Penguin Random House Warns All Against AI Model Training

Penguin Random House, the world’s largest commercial book publisher, has updated the copyright disclaimer that appears in every book to say “no part of this book may be used or reproduced in any manner for the purpose of training artificial intelligence technologies or systems.” The warning will roll out globally on all new releases as well as backlist titles that are reprinted. Tom Weldon, CEO of Penguin Random House UK, has told staff the company will at its discretion “use generative AI tools selectively and responsibly, where we see a clear case that they can advance our goals.”

“The statement also ‘expressly reserves [the titles] from the text and data mining exception,’ in accordance with a European Parliament directive,” The Bookseller reports.

The EU’s so-called “TDM exception” allows copyrighted content to be used for text and data mining purposes without requiring copyright holder permission. While the exception is believed to be intended for non-commercial use, it is of course too new to have been put to the test by the courts.
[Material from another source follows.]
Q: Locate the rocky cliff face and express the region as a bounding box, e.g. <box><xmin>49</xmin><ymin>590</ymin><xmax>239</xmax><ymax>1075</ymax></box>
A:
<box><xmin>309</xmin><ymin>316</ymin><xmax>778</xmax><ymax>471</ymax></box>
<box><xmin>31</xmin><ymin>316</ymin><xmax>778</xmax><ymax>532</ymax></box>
In August, The Bookseller reported that U.S. authors sued Anthropic over the alleged use of “pirated books” to train its Claude AI chatbot.

PRH is believed to be the first of the Big Five anglophone trade publishers to amend its copyright information to reflect the acceleration of AI systems and the alleged reliance by tech companies on using published work to train language models” through so-called “scraping” of the works, writes The Bookseller.

The Verge makes the point that the copyright laws already protect authors against unauthorized use, and such warnings have “little to do with actual copyright law.”

Society of Authors CEO Anna Ganley tells The Bookseller that that she hopes authors’ publishing contracts will also be updated to ensure that “publishers guarantee to creators that their consent will be sought before the publisher uses — or allows the use of — generative AI in association with the production of the work — for example, for purposes of narrating, translating, images, cover design — and before the publisher grants any access to, or use of, the work by an AI system.”